LETTER: Property tax questions

Have you noticed the troubling wave of store closures in Port Angeles?

Recently, it was announced that Rite Aid on Highway 101 will be shutting down, followed by news of Big Lots also closing.

In the Safeway shopping center, off Highway 101, two more storefronts now sit empty.

Additionally, in August, McKinley Paper will cease operations, likely causing significant ripple effects throughout our community.

Adding to these concerns are the proposed property tax assessments on this year’s ballot.

The hospital is proposing a 75 cents per $1000 increase in assessed value.

Propositions 1 and 2 could add another $2 per $1000, with the school levy threatening further hikes.

Similar increases three years ago forced many residents to sell their homes and retirees to return to work to make ends meet.

The average home value in Port Angeles is $425,000.

These proposed increases would mean at least an additional $1,700 annually.

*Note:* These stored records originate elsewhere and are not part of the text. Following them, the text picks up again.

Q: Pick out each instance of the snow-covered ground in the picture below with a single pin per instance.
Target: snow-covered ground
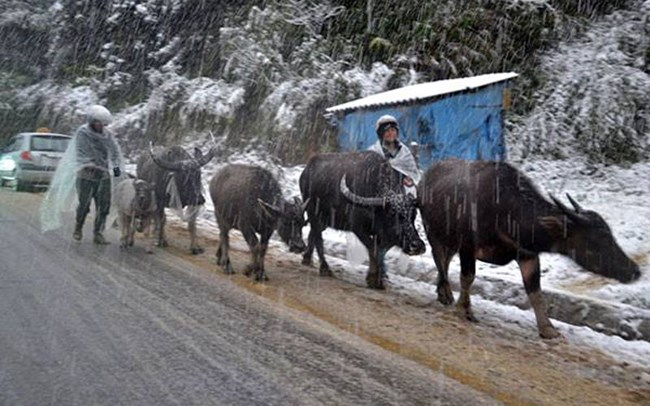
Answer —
(619, 194)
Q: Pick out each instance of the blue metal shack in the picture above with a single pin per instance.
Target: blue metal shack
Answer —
(460, 118)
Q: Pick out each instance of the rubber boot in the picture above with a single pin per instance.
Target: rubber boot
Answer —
(99, 239)
(77, 232)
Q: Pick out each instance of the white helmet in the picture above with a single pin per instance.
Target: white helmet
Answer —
(383, 120)
(99, 113)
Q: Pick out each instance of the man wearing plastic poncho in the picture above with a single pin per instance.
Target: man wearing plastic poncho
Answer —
(398, 154)
(90, 168)
(401, 159)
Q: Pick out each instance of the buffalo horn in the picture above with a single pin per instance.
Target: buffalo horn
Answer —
(574, 203)
(572, 214)
(360, 200)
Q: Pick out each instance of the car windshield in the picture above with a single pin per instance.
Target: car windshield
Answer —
(49, 143)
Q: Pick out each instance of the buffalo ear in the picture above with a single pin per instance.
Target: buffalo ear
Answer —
(304, 204)
(553, 225)
(270, 209)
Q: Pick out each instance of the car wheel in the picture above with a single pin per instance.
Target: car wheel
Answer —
(17, 186)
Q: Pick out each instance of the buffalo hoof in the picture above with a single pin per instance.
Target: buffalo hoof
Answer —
(324, 270)
(261, 277)
(548, 332)
(467, 314)
(227, 268)
(248, 270)
(375, 283)
(445, 296)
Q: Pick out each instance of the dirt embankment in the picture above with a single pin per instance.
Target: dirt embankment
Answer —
(508, 362)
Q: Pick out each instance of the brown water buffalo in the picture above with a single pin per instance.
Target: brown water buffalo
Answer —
(177, 176)
(362, 193)
(492, 212)
(136, 206)
(249, 199)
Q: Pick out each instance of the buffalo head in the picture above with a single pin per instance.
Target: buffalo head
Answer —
(589, 241)
(291, 220)
(398, 215)
(186, 171)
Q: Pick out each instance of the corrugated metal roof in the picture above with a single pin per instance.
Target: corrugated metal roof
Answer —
(423, 91)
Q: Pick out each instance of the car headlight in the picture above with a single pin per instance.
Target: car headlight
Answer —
(7, 165)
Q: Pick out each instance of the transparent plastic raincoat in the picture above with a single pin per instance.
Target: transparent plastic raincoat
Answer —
(81, 153)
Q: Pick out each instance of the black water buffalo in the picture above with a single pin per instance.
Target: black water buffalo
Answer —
(249, 199)
(177, 176)
(362, 193)
(492, 212)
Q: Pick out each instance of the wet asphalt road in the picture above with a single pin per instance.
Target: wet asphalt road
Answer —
(93, 325)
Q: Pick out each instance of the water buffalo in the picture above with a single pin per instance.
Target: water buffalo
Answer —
(136, 206)
(362, 193)
(177, 176)
(492, 212)
(249, 199)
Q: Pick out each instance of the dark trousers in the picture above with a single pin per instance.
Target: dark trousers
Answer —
(98, 190)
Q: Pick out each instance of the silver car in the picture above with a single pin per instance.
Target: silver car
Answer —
(30, 159)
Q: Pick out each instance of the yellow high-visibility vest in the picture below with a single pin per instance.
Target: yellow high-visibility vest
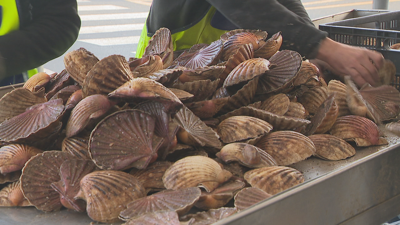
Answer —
(10, 22)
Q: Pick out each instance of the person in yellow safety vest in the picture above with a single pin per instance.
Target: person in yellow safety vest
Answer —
(33, 32)
(203, 21)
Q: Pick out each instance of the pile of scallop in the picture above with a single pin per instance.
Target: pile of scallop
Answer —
(185, 140)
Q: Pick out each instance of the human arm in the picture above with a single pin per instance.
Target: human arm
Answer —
(46, 31)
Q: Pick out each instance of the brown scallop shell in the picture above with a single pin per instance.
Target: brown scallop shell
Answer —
(339, 89)
(331, 147)
(364, 132)
(206, 56)
(71, 173)
(274, 179)
(180, 201)
(36, 122)
(78, 63)
(14, 156)
(246, 71)
(248, 197)
(107, 75)
(105, 206)
(37, 81)
(242, 128)
(161, 45)
(287, 147)
(277, 104)
(270, 47)
(124, 140)
(38, 174)
(195, 171)
(86, 111)
(287, 64)
(17, 101)
(246, 154)
(11, 196)
(195, 131)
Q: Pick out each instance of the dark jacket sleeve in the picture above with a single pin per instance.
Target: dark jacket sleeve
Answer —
(287, 16)
(48, 28)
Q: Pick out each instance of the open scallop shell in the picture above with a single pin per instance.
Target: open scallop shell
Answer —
(195, 131)
(38, 174)
(195, 171)
(17, 101)
(124, 140)
(13, 157)
(107, 75)
(105, 206)
(363, 131)
(247, 197)
(180, 201)
(331, 147)
(36, 122)
(287, 147)
(78, 63)
(274, 179)
(242, 128)
(246, 154)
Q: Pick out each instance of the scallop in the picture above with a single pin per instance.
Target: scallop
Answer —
(105, 206)
(274, 179)
(195, 171)
(287, 147)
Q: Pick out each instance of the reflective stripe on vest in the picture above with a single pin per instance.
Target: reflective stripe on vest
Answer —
(9, 21)
(187, 38)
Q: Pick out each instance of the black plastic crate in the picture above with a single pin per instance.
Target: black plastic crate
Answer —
(377, 32)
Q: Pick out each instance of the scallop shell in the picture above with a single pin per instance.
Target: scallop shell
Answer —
(339, 89)
(13, 157)
(242, 128)
(248, 197)
(270, 47)
(246, 154)
(37, 81)
(331, 147)
(287, 147)
(78, 63)
(180, 201)
(38, 174)
(195, 171)
(195, 130)
(105, 206)
(147, 89)
(364, 132)
(36, 122)
(274, 179)
(206, 56)
(71, 172)
(11, 196)
(124, 140)
(87, 111)
(24, 99)
(280, 77)
(246, 71)
(107, 75)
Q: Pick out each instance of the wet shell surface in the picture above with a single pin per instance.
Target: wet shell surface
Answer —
(331, 147)
(242, 128)
(274, 179)
(246, 154)
(124, 140)
(105, 206)
(287, 147)
(195, 171)
(180, 201)
(248, 197)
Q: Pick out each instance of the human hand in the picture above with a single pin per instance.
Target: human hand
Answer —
(360, 64)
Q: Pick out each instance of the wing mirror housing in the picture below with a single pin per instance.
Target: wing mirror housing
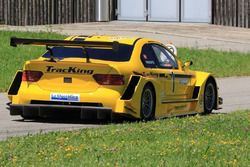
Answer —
(172, 48)
(188, 64)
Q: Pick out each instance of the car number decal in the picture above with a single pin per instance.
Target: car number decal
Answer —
(65, 97)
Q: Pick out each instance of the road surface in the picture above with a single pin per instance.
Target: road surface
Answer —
(235, 91)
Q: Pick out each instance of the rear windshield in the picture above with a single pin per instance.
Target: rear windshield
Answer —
(122, 54)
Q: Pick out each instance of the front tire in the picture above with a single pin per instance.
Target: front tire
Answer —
(148, 103)
(209, 97)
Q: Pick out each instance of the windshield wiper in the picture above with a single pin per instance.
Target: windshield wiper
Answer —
(52, 58)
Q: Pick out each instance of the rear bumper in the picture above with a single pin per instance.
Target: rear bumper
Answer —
(44, 110)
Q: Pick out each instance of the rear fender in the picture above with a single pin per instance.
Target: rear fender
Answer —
(15, 85)
(133, 105)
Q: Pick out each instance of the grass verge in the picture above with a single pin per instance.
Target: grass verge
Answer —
(215, 140)
(222, 64)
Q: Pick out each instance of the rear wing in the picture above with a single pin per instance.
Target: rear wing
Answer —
(46, 42)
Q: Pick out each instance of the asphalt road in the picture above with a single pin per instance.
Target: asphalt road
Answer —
(235, 91)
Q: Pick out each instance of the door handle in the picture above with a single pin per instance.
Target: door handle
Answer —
(173, 81)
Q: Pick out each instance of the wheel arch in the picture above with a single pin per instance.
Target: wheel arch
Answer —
(201, 80)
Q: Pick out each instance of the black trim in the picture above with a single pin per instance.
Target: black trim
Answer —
(182, 76)
(179, 101)
(136, 41)
(16, 84)
(196, 92)
(44, 110)
(45, 42)
(129, 92)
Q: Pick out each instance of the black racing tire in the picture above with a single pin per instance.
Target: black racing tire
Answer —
(148, 103)
(209, 96)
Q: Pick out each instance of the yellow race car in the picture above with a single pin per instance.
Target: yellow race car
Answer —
(103, 76)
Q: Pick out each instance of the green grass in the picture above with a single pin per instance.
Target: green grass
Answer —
(222, 64)
(215, 140)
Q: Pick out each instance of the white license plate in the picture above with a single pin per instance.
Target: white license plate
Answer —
(64, 97)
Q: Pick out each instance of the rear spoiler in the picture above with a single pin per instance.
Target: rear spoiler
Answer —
(46, 42)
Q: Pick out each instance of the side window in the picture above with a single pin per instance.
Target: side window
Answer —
(148, 57)
(164, 57)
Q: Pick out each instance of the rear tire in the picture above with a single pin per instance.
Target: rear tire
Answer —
(209, 96)
(147, 103)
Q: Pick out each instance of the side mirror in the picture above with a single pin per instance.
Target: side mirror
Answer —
(172, 48)
(188, 64)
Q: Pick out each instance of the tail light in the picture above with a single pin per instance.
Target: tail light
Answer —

On top of that, state, county, road, port, library and metro park assessments would total approximately $1,961 by my calculations.

This cumulative increase, without factoring in potential property value reassessments, represents a staggering 45 percent rise in our taxes.

Can our community sustain such significant financial burdens?

Perhaps it’s time to reassess how these organizations are managed to ensure they are maximizing the use of the funds they already receive.

If the county’s aim is to drive out businesses and property owners, current trends suggest they may be achieving that goal all too effectively.